Perempuan itu menoleh.
Tatapan mereka bertemu untuk pertama kali.
“Lalu?”
“Saya ingin menawarkan kerja sama.”
Alis perempuan itu sedikit terangkat. “Kami sudah punya tim pemasaran.”
“Tim Anda bagus,” jawab Ken tenang. “Tapi brand Anda bisa jauh lebih besar dari ini.”
Biasanya, orang akan tersinggung dengan kalimat seperti itu.
Namun perempuan itu justru tersenyum tipis.
“Dan kamu pikir kamu bisa membantu?”
“Saya tidak berpikir,” jawab Ken. “Saya sudah menyiapkan proposal.”
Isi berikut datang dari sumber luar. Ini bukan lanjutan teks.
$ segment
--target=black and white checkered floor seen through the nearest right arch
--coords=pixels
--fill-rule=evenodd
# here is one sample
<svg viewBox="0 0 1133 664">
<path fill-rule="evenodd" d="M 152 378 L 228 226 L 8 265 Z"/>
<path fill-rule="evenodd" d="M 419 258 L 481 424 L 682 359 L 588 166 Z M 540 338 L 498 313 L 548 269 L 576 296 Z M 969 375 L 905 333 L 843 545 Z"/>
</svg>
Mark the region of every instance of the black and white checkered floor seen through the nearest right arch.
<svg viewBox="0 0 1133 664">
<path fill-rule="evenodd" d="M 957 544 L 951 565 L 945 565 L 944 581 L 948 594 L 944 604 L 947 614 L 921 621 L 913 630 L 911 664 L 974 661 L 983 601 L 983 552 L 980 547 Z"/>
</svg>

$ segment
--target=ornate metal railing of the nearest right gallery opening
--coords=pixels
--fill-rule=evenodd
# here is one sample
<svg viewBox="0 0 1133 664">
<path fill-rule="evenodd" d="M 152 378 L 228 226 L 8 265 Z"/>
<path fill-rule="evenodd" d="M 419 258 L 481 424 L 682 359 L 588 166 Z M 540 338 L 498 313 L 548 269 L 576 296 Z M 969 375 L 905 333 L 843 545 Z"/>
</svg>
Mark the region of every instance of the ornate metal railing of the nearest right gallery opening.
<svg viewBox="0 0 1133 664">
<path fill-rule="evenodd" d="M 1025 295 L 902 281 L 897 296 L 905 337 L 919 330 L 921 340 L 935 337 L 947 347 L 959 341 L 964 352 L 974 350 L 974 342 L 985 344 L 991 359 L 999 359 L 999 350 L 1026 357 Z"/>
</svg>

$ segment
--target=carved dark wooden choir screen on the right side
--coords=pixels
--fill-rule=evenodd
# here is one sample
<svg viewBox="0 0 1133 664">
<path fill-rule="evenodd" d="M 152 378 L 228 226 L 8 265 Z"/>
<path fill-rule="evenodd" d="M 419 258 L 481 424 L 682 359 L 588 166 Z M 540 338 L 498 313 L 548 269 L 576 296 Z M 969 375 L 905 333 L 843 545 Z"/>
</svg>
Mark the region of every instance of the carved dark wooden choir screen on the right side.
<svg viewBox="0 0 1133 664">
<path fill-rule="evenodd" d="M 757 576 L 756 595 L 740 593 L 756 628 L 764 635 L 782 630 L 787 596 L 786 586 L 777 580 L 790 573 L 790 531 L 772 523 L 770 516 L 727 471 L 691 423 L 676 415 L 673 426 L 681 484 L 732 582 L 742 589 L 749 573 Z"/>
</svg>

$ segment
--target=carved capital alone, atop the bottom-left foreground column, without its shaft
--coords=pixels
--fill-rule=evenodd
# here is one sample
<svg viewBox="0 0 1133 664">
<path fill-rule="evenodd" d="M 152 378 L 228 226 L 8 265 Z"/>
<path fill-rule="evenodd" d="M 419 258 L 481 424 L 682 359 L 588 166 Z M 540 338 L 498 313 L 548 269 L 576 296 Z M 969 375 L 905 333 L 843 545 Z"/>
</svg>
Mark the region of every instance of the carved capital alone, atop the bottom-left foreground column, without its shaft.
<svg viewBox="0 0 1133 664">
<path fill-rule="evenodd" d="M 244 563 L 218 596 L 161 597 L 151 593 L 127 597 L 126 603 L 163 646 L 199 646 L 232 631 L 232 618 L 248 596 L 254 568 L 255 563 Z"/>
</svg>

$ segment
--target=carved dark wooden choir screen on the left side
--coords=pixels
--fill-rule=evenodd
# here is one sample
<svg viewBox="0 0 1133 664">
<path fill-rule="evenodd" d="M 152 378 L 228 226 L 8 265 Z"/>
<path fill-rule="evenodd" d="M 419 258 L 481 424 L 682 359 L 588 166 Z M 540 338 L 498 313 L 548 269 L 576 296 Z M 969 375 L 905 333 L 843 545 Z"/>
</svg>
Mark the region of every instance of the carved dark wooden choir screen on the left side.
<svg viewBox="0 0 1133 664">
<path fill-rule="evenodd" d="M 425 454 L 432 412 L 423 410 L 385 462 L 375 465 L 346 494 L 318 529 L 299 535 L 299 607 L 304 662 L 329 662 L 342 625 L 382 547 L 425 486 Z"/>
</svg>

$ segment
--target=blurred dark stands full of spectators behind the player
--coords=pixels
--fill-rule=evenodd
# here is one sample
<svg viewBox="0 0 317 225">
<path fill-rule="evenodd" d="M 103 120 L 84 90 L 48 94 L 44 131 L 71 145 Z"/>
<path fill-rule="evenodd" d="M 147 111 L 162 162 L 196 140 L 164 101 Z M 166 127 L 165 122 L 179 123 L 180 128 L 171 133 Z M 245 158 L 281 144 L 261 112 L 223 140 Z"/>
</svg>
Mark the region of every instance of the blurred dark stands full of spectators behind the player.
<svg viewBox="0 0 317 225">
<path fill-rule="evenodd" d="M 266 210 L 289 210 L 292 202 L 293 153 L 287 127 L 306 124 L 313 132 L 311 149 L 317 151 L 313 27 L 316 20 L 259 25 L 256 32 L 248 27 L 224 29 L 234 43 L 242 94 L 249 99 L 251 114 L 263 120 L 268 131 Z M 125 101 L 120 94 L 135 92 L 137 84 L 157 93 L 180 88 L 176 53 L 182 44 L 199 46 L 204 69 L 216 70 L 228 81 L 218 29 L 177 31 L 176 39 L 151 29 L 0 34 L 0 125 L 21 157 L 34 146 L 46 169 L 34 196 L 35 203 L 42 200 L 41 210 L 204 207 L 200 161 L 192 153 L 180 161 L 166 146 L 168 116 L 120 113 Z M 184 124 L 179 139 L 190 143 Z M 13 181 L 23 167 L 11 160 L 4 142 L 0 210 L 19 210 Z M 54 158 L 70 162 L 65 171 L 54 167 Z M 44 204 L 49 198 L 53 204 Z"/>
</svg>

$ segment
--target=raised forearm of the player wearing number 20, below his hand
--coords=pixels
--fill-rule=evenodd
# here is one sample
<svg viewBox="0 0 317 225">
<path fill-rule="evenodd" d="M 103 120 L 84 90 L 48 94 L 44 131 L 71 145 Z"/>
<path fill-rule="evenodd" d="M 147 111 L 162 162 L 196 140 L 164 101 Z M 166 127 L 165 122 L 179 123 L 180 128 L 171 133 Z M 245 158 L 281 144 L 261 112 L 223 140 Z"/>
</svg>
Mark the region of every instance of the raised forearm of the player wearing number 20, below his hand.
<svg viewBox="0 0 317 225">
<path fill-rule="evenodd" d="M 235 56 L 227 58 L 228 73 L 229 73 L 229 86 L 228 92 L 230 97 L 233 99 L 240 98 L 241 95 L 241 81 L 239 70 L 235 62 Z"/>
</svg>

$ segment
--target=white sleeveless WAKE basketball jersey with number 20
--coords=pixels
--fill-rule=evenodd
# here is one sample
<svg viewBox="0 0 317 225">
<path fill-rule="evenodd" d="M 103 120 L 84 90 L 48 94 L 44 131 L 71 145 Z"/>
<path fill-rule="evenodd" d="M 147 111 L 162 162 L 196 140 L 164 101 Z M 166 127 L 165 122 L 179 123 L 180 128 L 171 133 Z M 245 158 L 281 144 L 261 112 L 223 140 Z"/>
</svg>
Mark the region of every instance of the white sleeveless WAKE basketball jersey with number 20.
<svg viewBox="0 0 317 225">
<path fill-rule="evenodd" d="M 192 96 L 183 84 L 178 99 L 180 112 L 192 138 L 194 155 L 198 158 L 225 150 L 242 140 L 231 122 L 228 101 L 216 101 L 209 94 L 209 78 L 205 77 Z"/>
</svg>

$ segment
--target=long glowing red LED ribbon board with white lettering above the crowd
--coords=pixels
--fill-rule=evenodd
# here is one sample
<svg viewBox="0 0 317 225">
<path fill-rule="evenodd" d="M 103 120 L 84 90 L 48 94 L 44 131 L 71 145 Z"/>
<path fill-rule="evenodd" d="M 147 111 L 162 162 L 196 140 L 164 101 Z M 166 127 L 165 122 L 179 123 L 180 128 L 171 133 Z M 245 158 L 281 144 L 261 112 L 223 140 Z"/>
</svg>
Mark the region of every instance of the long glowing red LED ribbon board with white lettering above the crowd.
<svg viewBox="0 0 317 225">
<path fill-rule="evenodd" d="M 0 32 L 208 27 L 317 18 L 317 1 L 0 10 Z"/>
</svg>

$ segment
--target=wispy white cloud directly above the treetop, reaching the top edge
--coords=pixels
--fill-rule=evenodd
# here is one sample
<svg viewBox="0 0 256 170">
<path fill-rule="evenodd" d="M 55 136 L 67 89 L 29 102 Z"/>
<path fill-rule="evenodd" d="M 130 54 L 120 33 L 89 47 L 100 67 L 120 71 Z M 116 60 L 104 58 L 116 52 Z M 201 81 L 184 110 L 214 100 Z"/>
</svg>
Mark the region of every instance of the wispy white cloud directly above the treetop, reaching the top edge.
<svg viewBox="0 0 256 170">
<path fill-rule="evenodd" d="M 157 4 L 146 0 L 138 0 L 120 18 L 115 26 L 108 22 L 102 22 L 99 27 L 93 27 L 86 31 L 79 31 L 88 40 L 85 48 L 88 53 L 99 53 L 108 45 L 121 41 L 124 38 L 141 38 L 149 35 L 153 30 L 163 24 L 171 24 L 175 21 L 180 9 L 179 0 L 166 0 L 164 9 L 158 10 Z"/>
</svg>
Itulah pertemuan pertama Kenzy Maheswara dan Cali…..pemilik Caliandra Boutique.
Bukan di tangga darurat.
Bukan karena proposal ditolak.
Melainkan karena dua orang ambisius bertemu di tengah mimpi masing-masing.
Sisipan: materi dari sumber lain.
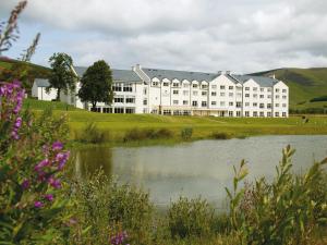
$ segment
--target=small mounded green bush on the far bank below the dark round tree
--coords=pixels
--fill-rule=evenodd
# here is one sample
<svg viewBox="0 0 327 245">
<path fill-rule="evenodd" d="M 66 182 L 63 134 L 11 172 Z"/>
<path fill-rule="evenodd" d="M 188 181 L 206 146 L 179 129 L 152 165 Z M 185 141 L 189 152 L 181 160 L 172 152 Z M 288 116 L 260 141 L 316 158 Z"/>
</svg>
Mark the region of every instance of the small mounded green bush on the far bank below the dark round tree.
<svg viewBox="0 0 327 245">
<path fill-rule="evenodd" d="M 104 143 L 105 138 L 105 132 L 101 132 L 94 122 L 87 123 L 82 134 L 76 135 L 78 142 L 90 144 Z"/>
</svg>

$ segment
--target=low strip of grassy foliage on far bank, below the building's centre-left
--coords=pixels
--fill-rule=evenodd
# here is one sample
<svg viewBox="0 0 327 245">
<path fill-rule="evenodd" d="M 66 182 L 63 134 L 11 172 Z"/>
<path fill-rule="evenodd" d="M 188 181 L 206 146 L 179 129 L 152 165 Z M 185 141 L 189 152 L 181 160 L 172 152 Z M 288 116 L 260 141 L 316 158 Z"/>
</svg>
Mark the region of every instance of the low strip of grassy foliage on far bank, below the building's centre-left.
<svg viewBox="0 0 327 245">
<path fill-rule="evenodd" d="M 144 139 L 158 139 L 158 138 L 170 138 L 173 133 L 168 128 L 132 128 L 126 131 L 123 142 L 144 140 Z"/>
</svg>

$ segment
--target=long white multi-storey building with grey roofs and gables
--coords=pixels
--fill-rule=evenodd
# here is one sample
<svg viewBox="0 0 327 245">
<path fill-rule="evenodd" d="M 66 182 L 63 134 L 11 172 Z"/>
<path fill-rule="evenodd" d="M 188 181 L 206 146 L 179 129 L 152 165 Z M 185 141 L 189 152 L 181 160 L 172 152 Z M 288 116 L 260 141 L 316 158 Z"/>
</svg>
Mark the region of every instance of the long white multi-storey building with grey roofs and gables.
<svg viewBox="0 0 327 245">
<path fill-rule="evenodd" d="M 74 68 L 82 77 L 86 68 Z M 274 77 L 146 69 L 112 70 L 112 105 L 98 103 L 104 113 L 172 115 L 274 117 L 289 115 L 289 88 Z M 62 100 L 78 108 L 76 91 Z"/>
</svg>

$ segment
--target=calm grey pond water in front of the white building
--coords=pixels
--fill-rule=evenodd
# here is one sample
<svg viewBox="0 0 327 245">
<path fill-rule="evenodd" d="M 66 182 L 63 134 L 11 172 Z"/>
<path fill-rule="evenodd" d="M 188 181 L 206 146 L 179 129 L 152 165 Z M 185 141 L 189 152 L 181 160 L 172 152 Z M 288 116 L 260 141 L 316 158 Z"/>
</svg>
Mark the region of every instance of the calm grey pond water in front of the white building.
<svg viewBox="0 0 327 245">
<path fill-rule="evenodd" d="M 247 180 L 275 175 L 275 166 L 287 145 L 296 149 L 293 171 L 301 173 L 314 160 L 327 157 L 327 136 L 259 136 L 246 139 L 201 140 L 174 146 L 88 148 L 74 152 L 75 174 L 84 176 L 100 167 L 150 193 L 157 206 L 179 196 L 202 196 L 223 205 L 225 187 L 231 187 L 233 166 L 245 159 Z"/>
</svg>

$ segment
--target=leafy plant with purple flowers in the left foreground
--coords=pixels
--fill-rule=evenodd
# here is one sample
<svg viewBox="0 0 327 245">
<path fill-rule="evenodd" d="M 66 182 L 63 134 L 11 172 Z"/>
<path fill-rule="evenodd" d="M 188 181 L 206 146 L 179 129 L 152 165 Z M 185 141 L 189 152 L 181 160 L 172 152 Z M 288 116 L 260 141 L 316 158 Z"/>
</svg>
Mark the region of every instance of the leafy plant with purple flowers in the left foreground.
<svg viewBox="0 0 327 245">
<path fill-rule="evenodd" d="M 64 119 L 37 121 L 21 111 L 23 98 L 20 82 L 0 84 L 0 244 L 61 244 L 70 219 Z"/>
</svg>

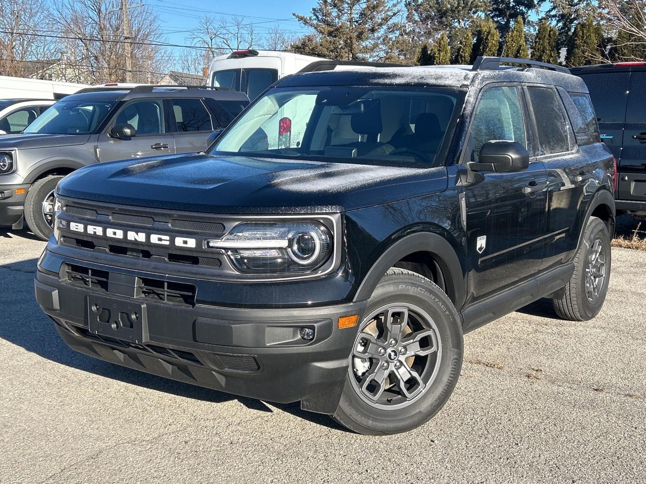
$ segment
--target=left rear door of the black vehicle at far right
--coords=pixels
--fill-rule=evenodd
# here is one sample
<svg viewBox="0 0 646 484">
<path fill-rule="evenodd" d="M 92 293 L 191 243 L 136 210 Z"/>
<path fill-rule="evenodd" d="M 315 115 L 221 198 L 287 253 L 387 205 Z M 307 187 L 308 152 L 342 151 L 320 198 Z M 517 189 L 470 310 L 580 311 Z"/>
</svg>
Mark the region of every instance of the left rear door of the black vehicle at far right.
<svg viewBox="0 0 646 484">
<path fill-rule="evenodd" d="M 622 156 L 621 144 L 624 141 L 623 123 L 630 73 L 627 71 L 599 72 L 580 74 L 580 76 L 590 90 L 590 98 L 599 121 L 601 141 L 619 160 Z"/>
</svg>

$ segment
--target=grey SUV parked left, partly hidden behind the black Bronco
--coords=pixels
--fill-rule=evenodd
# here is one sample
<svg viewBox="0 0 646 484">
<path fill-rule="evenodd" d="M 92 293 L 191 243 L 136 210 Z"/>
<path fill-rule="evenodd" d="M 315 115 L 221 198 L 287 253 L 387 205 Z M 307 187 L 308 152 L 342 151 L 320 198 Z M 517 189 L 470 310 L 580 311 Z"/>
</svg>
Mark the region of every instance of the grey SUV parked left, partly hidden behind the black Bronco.
<svg viewBox="0 0 646 484">
<path fill-rule="evenodd" d="M 0 225 L 46 240 L 54 188 L 77 168 L 103 161 L 202 151 L 249 104 L 223 88 L 88 88 L 48 108 L 22 134 L 0 139 Z M 24 217 L 23 217 L 24 216 Z"/>
</svg>

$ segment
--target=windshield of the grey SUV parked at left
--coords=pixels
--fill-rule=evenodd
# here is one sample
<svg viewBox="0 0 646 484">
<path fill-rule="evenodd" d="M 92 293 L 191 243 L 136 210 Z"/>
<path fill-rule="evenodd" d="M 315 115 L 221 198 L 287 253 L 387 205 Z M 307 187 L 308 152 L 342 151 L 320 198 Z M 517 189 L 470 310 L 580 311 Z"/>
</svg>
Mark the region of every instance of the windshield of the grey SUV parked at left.
<svg viewBox="0 0 646 484">
<path fill-rule="evenodd" d="M 116 101 L 58 101 L 50 106 L 25 133 L 90 134 L 98 128 Z"/>
</svg>

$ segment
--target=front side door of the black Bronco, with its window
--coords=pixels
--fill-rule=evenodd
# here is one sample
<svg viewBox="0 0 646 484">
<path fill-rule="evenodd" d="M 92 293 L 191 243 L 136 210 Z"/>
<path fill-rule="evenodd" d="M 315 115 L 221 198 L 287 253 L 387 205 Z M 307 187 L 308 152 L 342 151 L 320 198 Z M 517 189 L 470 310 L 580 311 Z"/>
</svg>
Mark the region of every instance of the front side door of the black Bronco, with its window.
<svg viewBox="0 0 646 484">
<path fill-rule="evenodd" d="M 487 141 L 528 147 L 525 109 L 516 86 L 488 88 L 469 128 L 466 159 L 479 159 Z M 467 303 L 490 296 L 539 271 L 545 245 L 547 175 L 532 161 L 523 172 L 479 172 L 464 187 L 468 257 Z"/>
</svg>

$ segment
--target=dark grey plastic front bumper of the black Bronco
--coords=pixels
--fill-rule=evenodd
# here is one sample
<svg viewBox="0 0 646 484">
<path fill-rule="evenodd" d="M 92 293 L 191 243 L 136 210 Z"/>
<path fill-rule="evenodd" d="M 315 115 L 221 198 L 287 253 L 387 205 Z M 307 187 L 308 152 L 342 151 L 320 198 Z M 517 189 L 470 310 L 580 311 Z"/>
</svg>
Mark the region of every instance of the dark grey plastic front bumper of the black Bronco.
<svg viewBox="0 0 646 484">
<path fill-rule="evenodd" d="M 40 307 L 74 350 L 239 396 L 300 400 L 303 408 L 322 413 L 337 407 L 357 332 L 357 327 L 339 329 L 337 320 L 351 314 L 360 318 L 366 305 L 249 309 L 147 301 L 147 341 L 136 344 L 89 331 L 87 301 L 96 290 L 70 284 L 63 269 L 59 276 L 39 270 L 35 285 Z M 302 327 L 315 328 L 313 341 L 300 338 Z"/>
</svg>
Cali menyukai cara Ken berbicara, tidak berlebihan, tidak menjual mimpi kosong. Ia berbicara berdasarkan data, tren, dan strategi yang masuk akal.
Ken menyukai cara Cali mempertahankan idealismenya.
Ia tidak mau brand-nya hanya menjadi angka penjualan.
Kerja sama itu akhirnya dimulai.
Dan untuk pertama kalinya, perusahaan kecil Kenzy mendapatkan klien fashion yang serius.
Cali tidak pernah bertanya tentang latar belakang Ken.
Ia hanya menilai dari hasil kerja.
Dan Ken… untuk pertama kalinya merasa dihargai tanpa embel-embel Maheswara.